Make Ahead

Quick Wok-Fired Squid with Greens

May  1, 2011
Author Notes

This dish doesn't get much easier to assemble. It requires less than 10 minutes of actual cooking time and about 10 minutes to prep the ingredients (even fewer if you buy your squid already cleaned).

I love the addition of the fish sauce to this dish. It adds a salty and savory note.

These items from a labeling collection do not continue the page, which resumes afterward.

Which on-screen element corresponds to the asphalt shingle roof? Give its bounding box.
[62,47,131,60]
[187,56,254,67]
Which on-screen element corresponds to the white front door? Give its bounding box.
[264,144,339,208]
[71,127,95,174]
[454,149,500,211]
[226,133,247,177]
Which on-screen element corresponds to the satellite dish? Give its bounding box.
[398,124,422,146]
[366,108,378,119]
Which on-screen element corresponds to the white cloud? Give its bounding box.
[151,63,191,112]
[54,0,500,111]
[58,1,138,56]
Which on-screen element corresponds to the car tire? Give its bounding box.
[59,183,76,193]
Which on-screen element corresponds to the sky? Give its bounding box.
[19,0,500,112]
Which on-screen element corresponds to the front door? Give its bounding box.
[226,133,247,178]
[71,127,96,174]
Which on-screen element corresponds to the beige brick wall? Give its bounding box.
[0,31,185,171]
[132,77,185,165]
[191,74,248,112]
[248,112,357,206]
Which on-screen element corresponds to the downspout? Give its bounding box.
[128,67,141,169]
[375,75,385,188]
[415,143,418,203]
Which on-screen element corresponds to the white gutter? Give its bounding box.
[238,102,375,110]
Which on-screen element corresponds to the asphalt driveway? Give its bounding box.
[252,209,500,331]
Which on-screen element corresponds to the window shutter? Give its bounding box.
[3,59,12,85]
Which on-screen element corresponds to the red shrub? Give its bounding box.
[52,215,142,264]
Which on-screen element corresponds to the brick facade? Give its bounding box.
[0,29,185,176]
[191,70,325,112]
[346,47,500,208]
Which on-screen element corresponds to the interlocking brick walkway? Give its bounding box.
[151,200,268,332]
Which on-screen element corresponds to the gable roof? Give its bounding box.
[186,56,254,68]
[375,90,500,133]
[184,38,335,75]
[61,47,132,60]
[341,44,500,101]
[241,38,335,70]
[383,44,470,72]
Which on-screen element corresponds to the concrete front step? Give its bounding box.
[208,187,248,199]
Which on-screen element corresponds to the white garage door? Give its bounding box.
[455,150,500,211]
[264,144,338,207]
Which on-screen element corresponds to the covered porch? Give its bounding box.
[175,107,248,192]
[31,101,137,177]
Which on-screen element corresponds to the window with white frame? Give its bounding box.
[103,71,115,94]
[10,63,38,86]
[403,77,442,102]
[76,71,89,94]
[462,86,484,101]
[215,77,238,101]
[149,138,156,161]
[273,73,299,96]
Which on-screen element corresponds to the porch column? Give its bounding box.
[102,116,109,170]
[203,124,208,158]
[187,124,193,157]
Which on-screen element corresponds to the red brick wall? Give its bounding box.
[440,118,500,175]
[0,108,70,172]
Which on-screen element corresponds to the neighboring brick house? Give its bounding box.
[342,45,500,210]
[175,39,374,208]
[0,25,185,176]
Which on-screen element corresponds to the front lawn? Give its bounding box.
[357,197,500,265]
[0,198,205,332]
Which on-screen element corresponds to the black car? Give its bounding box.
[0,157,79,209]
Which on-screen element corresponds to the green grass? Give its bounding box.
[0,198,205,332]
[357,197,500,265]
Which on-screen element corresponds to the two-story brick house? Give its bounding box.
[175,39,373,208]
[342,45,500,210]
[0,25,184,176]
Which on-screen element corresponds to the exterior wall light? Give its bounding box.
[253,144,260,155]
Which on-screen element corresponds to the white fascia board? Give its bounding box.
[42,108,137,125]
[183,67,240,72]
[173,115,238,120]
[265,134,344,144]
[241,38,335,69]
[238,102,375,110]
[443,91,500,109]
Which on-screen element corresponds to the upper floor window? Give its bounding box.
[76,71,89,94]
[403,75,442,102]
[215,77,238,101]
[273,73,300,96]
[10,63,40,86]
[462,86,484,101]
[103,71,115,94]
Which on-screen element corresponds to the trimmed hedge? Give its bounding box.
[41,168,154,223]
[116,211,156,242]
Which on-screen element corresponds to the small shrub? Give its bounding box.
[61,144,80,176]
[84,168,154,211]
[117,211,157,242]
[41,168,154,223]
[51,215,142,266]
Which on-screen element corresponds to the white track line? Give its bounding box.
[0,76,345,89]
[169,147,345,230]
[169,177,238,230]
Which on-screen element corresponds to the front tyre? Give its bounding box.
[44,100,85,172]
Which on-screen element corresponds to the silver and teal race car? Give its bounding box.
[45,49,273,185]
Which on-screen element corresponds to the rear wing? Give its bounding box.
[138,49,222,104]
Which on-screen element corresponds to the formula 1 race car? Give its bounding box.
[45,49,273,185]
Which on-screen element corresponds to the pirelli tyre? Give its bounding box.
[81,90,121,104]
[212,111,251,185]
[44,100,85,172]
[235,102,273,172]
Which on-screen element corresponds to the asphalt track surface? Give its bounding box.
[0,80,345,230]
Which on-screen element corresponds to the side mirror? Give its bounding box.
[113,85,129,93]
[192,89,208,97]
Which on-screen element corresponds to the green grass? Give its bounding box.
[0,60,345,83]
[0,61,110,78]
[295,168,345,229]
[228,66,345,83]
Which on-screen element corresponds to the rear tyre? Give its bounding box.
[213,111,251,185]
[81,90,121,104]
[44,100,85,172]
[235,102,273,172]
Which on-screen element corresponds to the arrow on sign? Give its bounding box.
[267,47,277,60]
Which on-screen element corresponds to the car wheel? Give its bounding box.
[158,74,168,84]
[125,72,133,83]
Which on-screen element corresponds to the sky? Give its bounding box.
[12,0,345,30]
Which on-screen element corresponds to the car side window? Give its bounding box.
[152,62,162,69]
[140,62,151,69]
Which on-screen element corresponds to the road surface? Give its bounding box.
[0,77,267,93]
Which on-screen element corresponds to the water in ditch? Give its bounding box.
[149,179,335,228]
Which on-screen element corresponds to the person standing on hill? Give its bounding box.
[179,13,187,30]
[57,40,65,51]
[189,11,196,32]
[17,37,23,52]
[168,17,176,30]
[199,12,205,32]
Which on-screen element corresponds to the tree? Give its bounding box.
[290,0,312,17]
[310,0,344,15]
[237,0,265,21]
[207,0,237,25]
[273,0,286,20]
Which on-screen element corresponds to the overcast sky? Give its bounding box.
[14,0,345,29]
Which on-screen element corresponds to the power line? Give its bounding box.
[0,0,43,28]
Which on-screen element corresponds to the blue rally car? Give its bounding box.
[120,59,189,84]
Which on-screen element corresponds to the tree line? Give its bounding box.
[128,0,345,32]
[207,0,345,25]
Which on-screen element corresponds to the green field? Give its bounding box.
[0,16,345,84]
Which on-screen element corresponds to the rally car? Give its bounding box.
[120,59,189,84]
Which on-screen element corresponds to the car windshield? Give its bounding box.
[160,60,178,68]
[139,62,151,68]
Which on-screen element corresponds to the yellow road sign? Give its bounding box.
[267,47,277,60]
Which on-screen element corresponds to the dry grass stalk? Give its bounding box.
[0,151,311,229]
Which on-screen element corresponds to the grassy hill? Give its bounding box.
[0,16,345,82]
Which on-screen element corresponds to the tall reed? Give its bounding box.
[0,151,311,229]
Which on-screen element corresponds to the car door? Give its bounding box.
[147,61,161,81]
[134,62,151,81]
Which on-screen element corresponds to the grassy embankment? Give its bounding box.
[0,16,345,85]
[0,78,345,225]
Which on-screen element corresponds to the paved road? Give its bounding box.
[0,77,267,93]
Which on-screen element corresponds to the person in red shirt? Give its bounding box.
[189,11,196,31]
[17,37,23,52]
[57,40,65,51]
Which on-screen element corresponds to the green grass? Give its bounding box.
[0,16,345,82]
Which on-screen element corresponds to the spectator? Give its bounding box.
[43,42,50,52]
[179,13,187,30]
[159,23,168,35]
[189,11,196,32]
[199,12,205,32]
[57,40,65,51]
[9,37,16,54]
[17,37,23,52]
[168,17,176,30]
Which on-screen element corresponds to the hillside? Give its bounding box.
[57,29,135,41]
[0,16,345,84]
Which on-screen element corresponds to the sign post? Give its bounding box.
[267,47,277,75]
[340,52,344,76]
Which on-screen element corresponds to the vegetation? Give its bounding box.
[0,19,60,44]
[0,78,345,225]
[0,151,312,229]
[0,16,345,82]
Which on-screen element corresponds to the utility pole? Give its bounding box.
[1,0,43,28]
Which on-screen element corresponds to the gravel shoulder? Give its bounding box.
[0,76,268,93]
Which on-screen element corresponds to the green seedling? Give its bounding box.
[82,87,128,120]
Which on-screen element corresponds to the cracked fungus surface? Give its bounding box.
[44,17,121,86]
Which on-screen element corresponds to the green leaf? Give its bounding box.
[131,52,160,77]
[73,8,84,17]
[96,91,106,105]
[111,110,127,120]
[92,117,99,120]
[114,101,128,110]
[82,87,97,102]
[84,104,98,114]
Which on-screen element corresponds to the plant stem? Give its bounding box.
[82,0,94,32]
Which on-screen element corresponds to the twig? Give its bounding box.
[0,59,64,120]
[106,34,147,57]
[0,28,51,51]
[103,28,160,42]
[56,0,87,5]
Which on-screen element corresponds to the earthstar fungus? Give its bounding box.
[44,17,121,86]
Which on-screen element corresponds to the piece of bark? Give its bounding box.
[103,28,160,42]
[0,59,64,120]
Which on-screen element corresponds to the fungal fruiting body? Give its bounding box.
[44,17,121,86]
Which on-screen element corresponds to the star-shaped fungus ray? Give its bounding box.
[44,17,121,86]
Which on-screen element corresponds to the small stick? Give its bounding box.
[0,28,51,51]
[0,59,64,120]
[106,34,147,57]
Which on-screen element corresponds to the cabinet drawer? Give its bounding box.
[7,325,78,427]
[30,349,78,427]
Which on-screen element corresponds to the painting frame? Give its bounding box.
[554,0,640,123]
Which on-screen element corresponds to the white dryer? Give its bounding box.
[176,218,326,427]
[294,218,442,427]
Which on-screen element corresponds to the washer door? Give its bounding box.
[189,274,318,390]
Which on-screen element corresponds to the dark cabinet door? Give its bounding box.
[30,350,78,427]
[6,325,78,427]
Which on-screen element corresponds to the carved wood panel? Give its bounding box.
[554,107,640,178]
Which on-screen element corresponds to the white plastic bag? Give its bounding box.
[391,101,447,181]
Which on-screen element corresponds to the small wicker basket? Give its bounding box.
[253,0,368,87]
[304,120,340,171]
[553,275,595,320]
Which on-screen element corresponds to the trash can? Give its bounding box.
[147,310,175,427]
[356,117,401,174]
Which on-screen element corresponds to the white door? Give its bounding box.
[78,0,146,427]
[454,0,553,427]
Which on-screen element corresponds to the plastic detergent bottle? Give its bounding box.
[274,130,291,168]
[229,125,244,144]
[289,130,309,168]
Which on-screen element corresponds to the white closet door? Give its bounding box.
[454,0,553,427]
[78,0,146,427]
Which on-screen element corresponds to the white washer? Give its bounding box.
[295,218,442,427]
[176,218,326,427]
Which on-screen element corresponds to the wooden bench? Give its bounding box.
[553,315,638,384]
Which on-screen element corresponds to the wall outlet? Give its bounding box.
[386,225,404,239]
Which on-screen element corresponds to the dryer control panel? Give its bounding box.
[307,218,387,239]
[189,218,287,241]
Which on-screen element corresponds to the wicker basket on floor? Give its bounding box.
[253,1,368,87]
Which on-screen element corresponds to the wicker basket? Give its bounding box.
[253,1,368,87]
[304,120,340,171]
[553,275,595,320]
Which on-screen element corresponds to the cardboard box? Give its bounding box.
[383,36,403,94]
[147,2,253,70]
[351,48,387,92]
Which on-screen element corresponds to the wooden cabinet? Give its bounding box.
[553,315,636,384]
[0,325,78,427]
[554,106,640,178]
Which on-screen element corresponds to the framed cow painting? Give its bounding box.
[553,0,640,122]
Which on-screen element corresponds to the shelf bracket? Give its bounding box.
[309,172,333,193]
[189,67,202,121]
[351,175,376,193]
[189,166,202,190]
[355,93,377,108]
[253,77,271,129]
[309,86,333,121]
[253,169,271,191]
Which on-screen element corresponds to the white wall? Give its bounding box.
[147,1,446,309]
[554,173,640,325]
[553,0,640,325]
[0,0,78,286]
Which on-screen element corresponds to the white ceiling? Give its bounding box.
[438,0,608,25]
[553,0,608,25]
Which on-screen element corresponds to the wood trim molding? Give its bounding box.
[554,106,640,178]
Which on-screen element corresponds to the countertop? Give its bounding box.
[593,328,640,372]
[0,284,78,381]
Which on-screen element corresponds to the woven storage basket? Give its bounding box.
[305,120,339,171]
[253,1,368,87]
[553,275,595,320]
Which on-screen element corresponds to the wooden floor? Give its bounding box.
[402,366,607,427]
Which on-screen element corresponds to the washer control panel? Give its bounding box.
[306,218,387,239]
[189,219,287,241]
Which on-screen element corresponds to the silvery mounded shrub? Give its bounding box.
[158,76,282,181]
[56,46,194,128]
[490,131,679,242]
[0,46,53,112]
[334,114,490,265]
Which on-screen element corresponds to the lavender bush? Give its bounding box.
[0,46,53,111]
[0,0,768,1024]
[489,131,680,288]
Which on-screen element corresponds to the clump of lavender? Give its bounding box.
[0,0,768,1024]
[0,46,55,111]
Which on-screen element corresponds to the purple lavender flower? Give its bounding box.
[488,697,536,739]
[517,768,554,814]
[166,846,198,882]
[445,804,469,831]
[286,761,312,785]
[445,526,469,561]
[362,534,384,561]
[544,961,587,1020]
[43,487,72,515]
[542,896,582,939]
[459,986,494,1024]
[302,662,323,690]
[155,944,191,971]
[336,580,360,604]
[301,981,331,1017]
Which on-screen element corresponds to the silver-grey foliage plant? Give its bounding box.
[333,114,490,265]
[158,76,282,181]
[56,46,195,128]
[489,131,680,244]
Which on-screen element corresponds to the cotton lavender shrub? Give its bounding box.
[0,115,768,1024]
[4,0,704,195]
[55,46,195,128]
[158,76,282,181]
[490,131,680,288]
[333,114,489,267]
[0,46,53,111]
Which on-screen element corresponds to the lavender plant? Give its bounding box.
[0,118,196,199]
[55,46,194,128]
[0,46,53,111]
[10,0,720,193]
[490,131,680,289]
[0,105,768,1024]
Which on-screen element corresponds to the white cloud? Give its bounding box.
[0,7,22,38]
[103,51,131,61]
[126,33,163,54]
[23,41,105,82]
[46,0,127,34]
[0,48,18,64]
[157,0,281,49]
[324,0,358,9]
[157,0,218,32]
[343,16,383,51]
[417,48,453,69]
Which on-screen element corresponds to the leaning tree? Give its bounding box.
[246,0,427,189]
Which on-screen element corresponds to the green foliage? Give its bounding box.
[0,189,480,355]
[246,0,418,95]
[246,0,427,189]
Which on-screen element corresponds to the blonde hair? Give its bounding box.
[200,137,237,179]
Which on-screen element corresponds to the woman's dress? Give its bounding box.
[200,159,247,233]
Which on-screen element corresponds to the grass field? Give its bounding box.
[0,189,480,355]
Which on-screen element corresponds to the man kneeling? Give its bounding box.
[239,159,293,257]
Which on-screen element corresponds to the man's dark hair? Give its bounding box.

Depending on what's in season, you can add any number of greens, such as spinach, pea shoots, snow peas, tatsoi, and chives. - wildgreens —wildgreens

Test Kitchen Notes

We had never had squid prepared this way before, and now we wonder why. The clean, Southeast Asian flavors (ginger, garlic, lime juice, chile, fish sauce, basil) make great counterpoints to the pleasantly chewy squid, and the tingling heat keeps you wanting more. (We used only one serrano, as ours was large, but if you like spice, by all means use two.) The wilted greens, which char lightly on their first pass in the wok, still retain a little crunch and soak up all the tangy juices -- we couldn't stop sneaking back to the pan for extra forkfuls. - A&M —The Editors

  • Serves 2-4
  • 2 tablespoons olive oil
  • 1 pound squid, bodies and tentacles, cleaned and sliced into ½ inch rings (frozen is fine)
  • 1.5 pounds greens, such as bok choy
  • 2 serrano chiles, finely diced (we used 1)
  • 3 garlic cloves, thinly sliced
  • 3/4" piece ginger, grated
  • 2 tablespoons fish sauce
  • 2 teaspoons brown sugar
  • 2 tablespoons lime juice
  • 1 bunch basil, about 1 ounce (three large stems or 1 cup lightly packed)
In This Recipe
  1. Heat a wok over medium-high heat. When hot, add 1 tablespoon of olive oil. When smoking hot, sauté the greens until wilted about 5 minutes, set aside.
  2. Add a little more olive oil to the wok, add the serrano chiles, garlic, and ginger. Add the squid and cook about 2 minutes.
  3. Mix the fish sauce, brown sugar, and lime. Add the fish sauce mixture and cooked greens, toss in the basil leaves and sauté until the basil is wilted.
  4. Serve over brown rice, or barley, which acts as a sponge to soak up the juices created during the cooking process.